Il y en eut un volume de lettres probablement équivalent de la part de Maximilien Luce. Que devint cette masse de courriers que Charles Angrand reçut, qui échut à son neveu, l’historien Pierre Angrand, et qui éclairerait plus complètement l’amitié qui lia les deux artistes ? Elle fait vraisemblablement partie de ces ventes clandestines auxquelles le neveu se livra, et qui perdurèrent dans la famille après sa disparition. On en trouve des traces dans l’ouvrage de Jean Sutter, « Maximilien Luce, peintre anarchiste », publié en 1986. En exergue est remercié Pierre Angrand. On sait par ailleurs que le neveu du peintre participa à l’ouvrage « Les Néo-impressionnistes » que Sutter dirigea et qu’il publia aux éditions Ides et Calendes en 1970…

Si l’on s’en tient à la simple comptabilité de la rétrospective de Mme Ferretti Bocquillon (nous savons que les choses sont plus complexes), on en conclut volontiers que Charles Angrand a été portraituré par Luce plus que tout autre : 4 fois à l’huile. Cela est occulté.

Il appert pourtant que les 4 portraits d’Angrand sont capitaux, ils montrent l’effort de Luce, d’un portrait à l’autre, à se rapprocher des teintes pastel de l’œuvre de Charles Angrand, il clarifie sa palette, reprenant en décor le fragment d’un pastel du maître.
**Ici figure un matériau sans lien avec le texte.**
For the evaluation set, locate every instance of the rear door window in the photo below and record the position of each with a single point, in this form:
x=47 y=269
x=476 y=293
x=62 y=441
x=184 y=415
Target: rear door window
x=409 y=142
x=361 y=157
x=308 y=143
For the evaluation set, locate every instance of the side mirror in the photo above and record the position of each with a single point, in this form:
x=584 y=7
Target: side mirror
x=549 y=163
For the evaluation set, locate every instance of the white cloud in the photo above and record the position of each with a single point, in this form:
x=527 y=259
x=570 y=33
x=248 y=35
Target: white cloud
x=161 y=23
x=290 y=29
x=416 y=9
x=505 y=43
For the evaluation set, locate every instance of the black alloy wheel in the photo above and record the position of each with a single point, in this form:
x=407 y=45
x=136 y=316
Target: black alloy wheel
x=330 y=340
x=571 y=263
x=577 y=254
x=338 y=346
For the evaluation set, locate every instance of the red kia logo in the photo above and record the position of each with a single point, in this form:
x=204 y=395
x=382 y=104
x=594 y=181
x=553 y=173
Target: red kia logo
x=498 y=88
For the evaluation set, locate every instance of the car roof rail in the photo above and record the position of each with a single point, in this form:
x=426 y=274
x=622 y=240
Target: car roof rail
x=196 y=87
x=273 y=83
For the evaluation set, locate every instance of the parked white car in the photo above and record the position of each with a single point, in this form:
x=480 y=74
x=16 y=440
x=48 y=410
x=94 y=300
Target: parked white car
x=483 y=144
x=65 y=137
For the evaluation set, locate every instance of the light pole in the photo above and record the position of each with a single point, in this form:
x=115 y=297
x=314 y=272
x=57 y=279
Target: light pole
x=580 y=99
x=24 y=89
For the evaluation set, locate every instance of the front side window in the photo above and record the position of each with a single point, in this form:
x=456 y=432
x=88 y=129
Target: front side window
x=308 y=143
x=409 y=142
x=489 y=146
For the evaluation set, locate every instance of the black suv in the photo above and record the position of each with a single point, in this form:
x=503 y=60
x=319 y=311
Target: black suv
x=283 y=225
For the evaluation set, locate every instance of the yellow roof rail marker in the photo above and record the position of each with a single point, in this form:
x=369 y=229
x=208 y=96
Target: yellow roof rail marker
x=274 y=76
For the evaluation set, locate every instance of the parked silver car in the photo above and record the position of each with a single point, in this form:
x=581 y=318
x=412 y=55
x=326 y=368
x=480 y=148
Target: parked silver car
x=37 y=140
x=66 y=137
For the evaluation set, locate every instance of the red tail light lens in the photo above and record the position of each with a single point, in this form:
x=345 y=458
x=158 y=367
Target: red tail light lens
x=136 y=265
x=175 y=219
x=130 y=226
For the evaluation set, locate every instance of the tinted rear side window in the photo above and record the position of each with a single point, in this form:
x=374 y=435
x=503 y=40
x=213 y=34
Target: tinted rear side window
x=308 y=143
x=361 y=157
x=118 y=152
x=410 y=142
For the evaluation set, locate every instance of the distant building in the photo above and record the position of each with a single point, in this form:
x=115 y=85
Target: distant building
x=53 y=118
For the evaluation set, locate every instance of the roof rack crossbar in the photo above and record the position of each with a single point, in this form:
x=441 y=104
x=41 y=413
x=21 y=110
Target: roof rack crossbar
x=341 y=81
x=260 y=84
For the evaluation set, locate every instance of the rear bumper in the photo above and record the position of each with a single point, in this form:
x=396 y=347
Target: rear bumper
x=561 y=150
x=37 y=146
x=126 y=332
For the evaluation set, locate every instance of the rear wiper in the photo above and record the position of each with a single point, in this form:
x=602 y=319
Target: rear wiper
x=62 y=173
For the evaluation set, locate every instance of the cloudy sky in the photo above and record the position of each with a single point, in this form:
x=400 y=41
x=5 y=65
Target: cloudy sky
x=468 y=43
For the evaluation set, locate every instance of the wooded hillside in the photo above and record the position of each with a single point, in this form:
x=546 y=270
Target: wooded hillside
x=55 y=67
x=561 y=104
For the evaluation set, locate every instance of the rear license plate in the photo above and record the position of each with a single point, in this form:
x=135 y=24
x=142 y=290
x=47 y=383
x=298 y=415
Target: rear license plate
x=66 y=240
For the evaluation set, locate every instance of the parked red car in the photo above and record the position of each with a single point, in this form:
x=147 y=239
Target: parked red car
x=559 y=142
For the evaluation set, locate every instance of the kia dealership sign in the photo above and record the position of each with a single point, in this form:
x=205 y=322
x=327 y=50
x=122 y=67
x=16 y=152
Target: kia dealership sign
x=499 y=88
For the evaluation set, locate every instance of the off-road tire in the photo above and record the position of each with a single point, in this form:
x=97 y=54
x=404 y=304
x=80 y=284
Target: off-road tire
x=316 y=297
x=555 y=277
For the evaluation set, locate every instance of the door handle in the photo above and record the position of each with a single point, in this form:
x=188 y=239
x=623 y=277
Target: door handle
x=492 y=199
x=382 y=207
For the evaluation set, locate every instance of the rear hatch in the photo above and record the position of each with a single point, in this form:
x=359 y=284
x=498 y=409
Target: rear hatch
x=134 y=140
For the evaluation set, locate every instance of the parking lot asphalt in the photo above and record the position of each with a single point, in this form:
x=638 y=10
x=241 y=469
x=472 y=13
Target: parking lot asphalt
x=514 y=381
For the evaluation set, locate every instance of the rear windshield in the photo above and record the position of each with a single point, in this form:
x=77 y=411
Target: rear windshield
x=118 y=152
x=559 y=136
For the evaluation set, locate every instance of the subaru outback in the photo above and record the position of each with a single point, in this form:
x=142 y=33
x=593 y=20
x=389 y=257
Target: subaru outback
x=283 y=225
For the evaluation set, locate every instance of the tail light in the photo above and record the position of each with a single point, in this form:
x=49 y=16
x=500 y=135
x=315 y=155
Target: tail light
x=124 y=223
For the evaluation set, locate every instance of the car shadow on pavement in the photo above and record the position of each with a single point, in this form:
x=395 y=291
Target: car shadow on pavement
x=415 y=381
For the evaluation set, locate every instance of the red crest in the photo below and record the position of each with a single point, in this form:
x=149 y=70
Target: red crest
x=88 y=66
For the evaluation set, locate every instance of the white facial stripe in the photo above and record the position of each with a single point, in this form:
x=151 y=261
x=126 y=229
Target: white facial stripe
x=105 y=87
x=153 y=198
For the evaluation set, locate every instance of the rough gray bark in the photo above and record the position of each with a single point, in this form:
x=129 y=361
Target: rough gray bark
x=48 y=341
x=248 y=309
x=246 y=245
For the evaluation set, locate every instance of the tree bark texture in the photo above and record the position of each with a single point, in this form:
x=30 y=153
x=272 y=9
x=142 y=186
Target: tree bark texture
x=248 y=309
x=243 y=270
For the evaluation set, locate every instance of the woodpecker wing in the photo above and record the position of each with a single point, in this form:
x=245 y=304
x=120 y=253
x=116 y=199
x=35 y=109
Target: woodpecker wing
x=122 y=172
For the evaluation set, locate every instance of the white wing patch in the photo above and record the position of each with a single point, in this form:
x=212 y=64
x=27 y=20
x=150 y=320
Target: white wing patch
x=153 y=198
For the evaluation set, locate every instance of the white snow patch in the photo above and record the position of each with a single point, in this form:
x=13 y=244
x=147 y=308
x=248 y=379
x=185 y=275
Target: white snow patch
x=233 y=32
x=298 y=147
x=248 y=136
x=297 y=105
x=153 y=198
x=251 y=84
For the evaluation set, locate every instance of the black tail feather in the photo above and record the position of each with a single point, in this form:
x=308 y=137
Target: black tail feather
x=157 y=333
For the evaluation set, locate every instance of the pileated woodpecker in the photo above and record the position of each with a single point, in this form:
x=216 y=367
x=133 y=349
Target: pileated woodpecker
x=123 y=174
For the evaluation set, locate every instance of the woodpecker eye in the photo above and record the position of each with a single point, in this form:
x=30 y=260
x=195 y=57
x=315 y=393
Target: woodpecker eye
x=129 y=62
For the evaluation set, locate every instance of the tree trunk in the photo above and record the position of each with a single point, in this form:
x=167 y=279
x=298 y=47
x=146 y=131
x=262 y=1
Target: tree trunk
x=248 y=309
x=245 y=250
Le portrait debout à la canne est reproduit dans ‘Luce en Amitiés’ (2015) ; le portrait assis, au chat, dans les Correspondances ; 2 portraits en buste sont visibles sur les sites d’Ouest-France et d’Artvalue - le premier avec signature, le second même pose avec un livre sous le bras. Une tradition familiale rapporte que le bronze de Barye, le chat accroupi, que Luce prit soin de représenter sur la table du maître, avait été offert par le peintre. Qu’est-il advenu ?

Nous connaissons deux dessins préparatoires à ces réalisations : l’un est reproduit dans « Maximilien Luce en amitiés, portraits croisés », publié 5 ans après la rétrospective, et l’autre, que je joins, extrait des Archives Sutter de la bibliothèque de l’université de Yale, dans le New Haven.

Pourquoi la rétrospective n’évoque-t-elle pas ni ne reproduit la peinture sur céramique à laquelle Luce s’essaya, comme en témoignent la gourde à calvados et le pichet à lait dédié à « L’ami Angrand » ? Les deux hommes, on le sait, vécurent une amitié émaillée de dons.

Si la rétrospective reproduit quelques portraits notables de Luce qui furent réalisés par ses amis, au nombre de 4 : de Signac, dont 3 assez sommaires (même pose), n’y est pas reproduit, le portrait le plus virtuose et le plus évocateur, celui que fit Charles Angrand, d’un intérêt au-dessus de ceux de Signac, de Jean Texcier, de Frédéric Luce ou d’Aristide Delannoy, parce que non seulement il représente l’artiste penché sur son œuvre, à laquelle il avait dédié son existence, mais en plus fait figure d’‘ars picturae’, un art de la représentation. Pourquoi ?

Pourquoi avoir fait figurer par trois fois le même portrait que fit de lui Signac pour la couverture des « Hommes d’aujourd’hui » n°376 (de juillet 1890) avec un Luce lecteur du journal de Jean Grave ‘La Révolte’, mettant en avant davantage le militant que le peintre, comme si le premier aspect l’emportait sur le second.

Angrand, lui, choisit de représenter l’artiste au travail, consacré à une œuvre à laquelle Luce dévoua son existence, mais ce n’est pas tout ce que son ami y mit.